In a memo to state Sen. George Howard Bunting, and Reps. Pete Schwartzkopf and Gerald Hocker, DelDOT Director of Public Relations Darrel Cole said testing of material by the Delaware Department of Natural Resources and Environmental Control (DNREC) had confirmed what DelDOT officials had held to be the case all along.
“Their testing of the embankment soils has determined there is no arsenic found,” Cole reported to the legislators. “You may remember those rumors floating around months ago,” he added. “We knew them to be false then, but had the material tested by DNREC regardless.”
Cole said DNREC’s findings on the soils had been remarkable, but for a reason other than arsenic contamination.
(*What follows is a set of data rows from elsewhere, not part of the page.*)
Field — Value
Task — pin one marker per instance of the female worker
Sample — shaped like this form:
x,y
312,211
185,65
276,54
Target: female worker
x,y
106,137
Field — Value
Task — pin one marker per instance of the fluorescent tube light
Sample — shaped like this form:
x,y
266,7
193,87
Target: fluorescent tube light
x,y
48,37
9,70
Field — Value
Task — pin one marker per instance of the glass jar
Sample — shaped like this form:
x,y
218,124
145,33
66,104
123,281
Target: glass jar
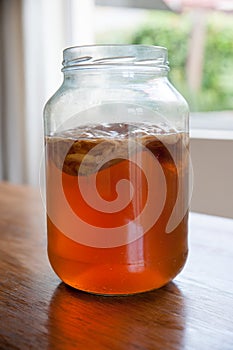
x,y
117,165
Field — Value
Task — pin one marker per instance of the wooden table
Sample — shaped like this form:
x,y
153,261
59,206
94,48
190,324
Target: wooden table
x,y
39,312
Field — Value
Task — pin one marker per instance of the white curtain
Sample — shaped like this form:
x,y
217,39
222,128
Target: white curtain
x,y
32,36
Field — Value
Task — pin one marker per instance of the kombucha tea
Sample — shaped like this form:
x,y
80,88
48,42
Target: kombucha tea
x,y
102,153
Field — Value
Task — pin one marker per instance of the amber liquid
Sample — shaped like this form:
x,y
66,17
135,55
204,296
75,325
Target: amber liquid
x,y
146,263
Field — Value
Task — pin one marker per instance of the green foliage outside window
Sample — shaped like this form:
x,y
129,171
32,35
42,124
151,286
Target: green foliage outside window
x,y
173,31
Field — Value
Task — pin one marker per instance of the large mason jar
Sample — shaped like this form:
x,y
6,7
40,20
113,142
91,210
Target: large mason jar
x,y
116,139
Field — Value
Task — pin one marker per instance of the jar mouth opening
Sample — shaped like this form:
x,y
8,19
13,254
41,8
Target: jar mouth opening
x,y
97,56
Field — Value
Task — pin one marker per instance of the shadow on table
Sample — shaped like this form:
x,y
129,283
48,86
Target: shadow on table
x,y
151,320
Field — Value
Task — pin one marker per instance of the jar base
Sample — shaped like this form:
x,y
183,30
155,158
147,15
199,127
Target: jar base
x,y
110,280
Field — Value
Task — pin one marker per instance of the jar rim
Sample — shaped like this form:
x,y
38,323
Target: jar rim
x,y
97,56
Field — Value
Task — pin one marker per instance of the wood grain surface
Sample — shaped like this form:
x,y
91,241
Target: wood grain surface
x,y
37,311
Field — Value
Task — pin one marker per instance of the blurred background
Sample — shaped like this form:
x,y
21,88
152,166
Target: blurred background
x,y
199,38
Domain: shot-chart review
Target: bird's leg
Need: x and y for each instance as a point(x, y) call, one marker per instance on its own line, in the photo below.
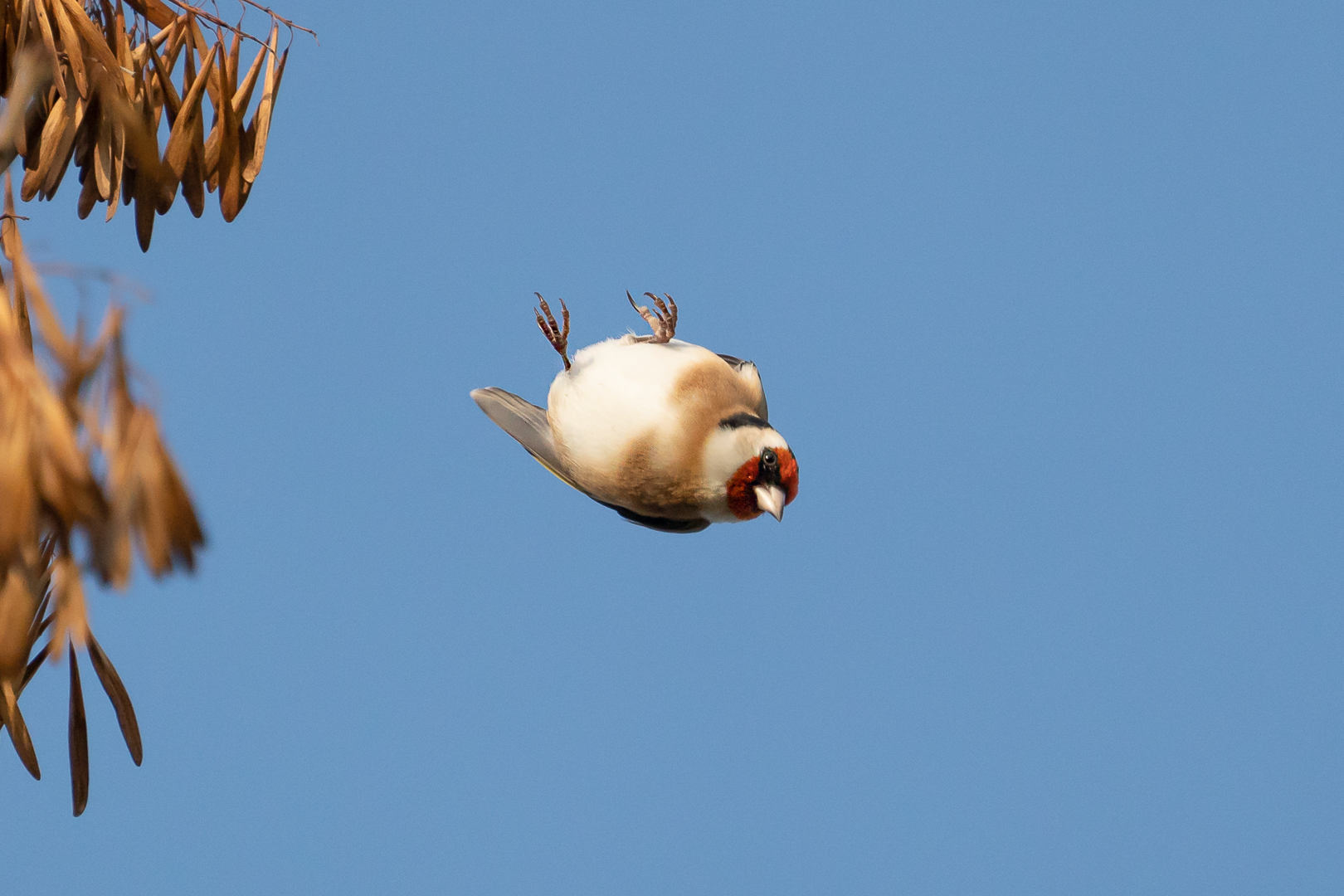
point(661, 320)
point(558, 338)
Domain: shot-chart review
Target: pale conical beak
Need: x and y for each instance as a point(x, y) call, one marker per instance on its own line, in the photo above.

“In fact, the material is remarkably ‘clean’ of any arsenic, given that the natural background (i.e. what [God] and Mother Nature put here) for arsenic in Delaware is 11 ppm,” the DNREC communication to DelDOT officials read. “Our staff found that the concentration averaged less than 4.3 ppm. Based on this finding, the material would be safe, in terms of arsenic, to be used in residential, as well as recreational land use situations.”
State officials have been planning to dispose of excess soils from the original embankment construction since discovering that the embankments had not settled as required to be the base upon which the new bridge over the inlet will be built.
The state is still pursuing possible action against contractors who built and engineered the embankments. A revised plan for the bridge is now being followed that calls for lower, longer embankments leading up to the bridge’s over-water segment, necessitating some of the existing embankment soils be removed.
About half of the soil is to be utilized by DNREC to raise the level of the Indian River north parking lot, while the rest will head to the state’s borrow pits north of Millsboro and near Millville. Some stone material will be taken to DelDOT’s maintenance yard east of Georgetown.
All of the material is slated to be made available for future projects, necessitating assurances that it is not contaminated.